If there is such a process then see what you can do to stop it like restarting FAHControl if that is the problem. If you can't stop or control the process then the next best thing is to allocate less cores to folding for It is much better to under-subscribe the number of cores than to oversubscribe especially with hyper-threaded cores. This can be done from Advanced Control configure then go to the slot tab and double-click on the CPU slot. From there you can explicitly specify the number of CPU cores/threads (-1 means automatically configure).
Re: Project: 7611 (4, 19, 332) very slow
Posted: Sat Sep 07, 2013 6:58 pm
by DrSpalding
I am aware of everything that runs on the machine and well-versed in detecting process time hogs, but thanks for your input nonetheless.

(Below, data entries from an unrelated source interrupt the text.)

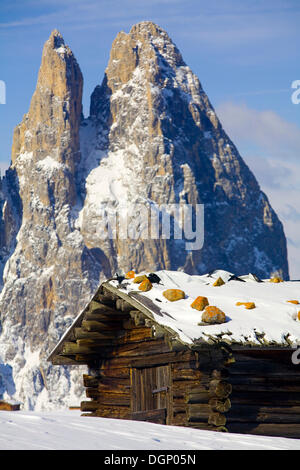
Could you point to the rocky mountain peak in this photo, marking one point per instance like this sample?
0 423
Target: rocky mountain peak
152 138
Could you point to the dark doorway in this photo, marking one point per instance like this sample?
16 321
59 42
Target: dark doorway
151 393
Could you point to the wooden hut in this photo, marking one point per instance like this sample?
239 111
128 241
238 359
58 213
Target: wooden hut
144 365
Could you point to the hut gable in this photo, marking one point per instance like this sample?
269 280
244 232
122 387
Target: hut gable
153 358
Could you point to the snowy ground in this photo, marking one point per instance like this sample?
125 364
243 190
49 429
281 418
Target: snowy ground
67 430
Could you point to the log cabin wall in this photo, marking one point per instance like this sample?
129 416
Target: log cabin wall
265 395
137 370
140 376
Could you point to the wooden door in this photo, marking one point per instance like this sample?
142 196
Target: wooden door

I'm sure it will aid someone.
There are no time hogs running besides FAHCore_A4 and it is running at its usual 99% CPU level.

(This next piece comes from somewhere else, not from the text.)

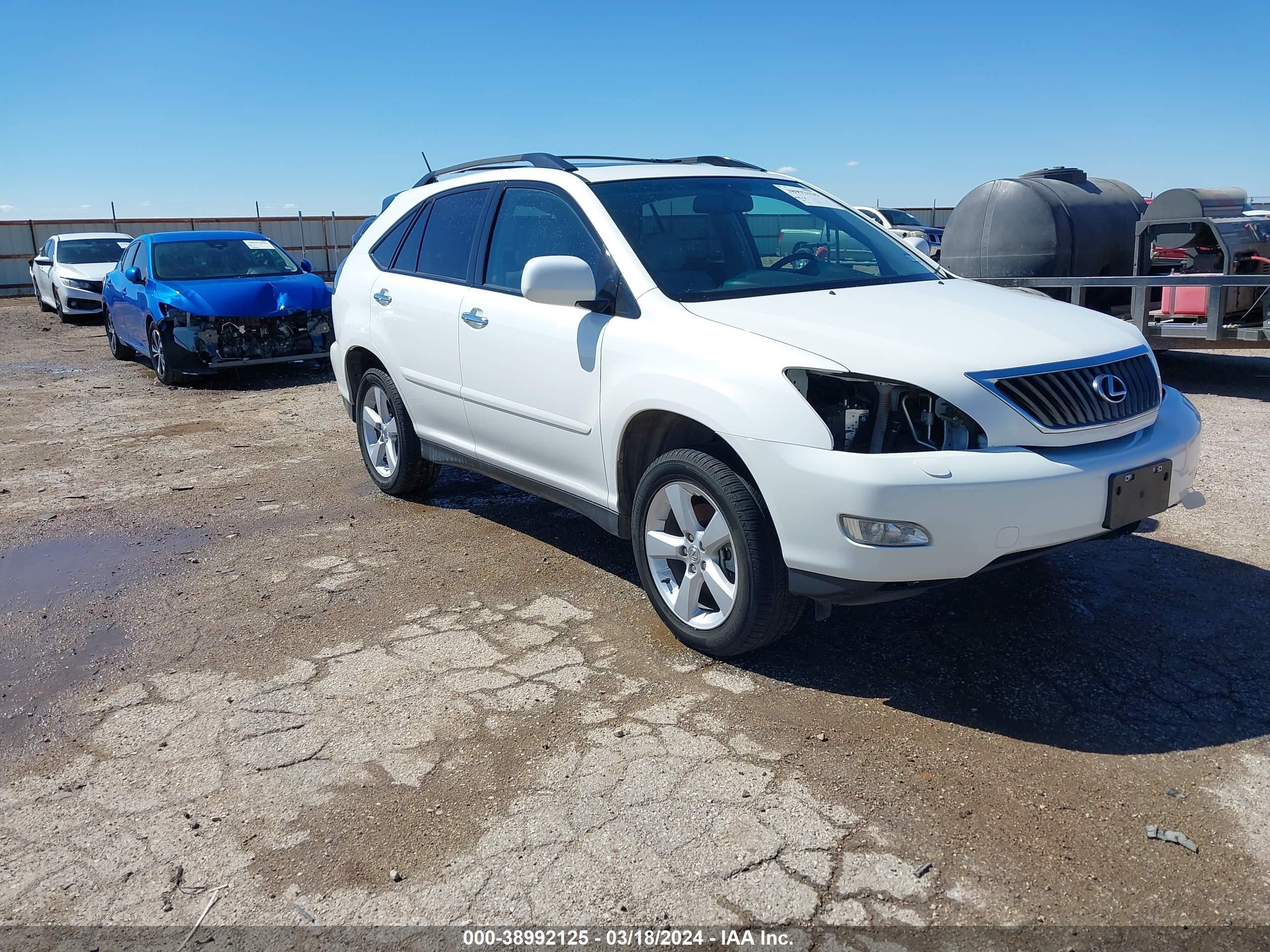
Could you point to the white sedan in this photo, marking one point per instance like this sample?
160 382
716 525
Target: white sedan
69 270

Re: Project: 7611 (4, 19, 332) very slow
Posted: Sat Sep 07, 2013 7:24 pm
by DrSpalding
I have just terminated and removed the slow 7611 WU's work/slot directory. I archived the whole directory though, if someone needs to see the raw data of it at 28% completion. The machine picked up a P6347 WU and is happily crunching it with a TPF of 79s.
Re: Project: 7611 (4, 19, 332) very slow
Posted: Sat Sep 07, 2013 10:58 pm
by bruce
The 2,000,000 steps is, in fact, correct. This Project has had a variety of reports of being slow, but at one point, the points were adjusted to take that into account:
viewtopic.php?p=221046.
I'm not aware of a dependable method of knowing what should be expected except by those who are currently processing a P7611 assignment.

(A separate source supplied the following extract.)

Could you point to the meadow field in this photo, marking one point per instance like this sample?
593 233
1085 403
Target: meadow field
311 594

Re: Project: 7611 (4, 19, 332) very slow
Posted: Sun Sep 08, 2013 1:20 am
by Joe_H
There is a fairly long topic on the subject of Project 7611 WU's with long TPF's farther down in this sub-forum - viewtopic.php?f=19&t=22591. I misremembered who posted from the PG, it was tjlane instead of Dr. Kasson. It has been a few months since the last report, so possibly they have identified most of the problem WU's. The affected WU's were less than a tenth of a percent of the total being processed.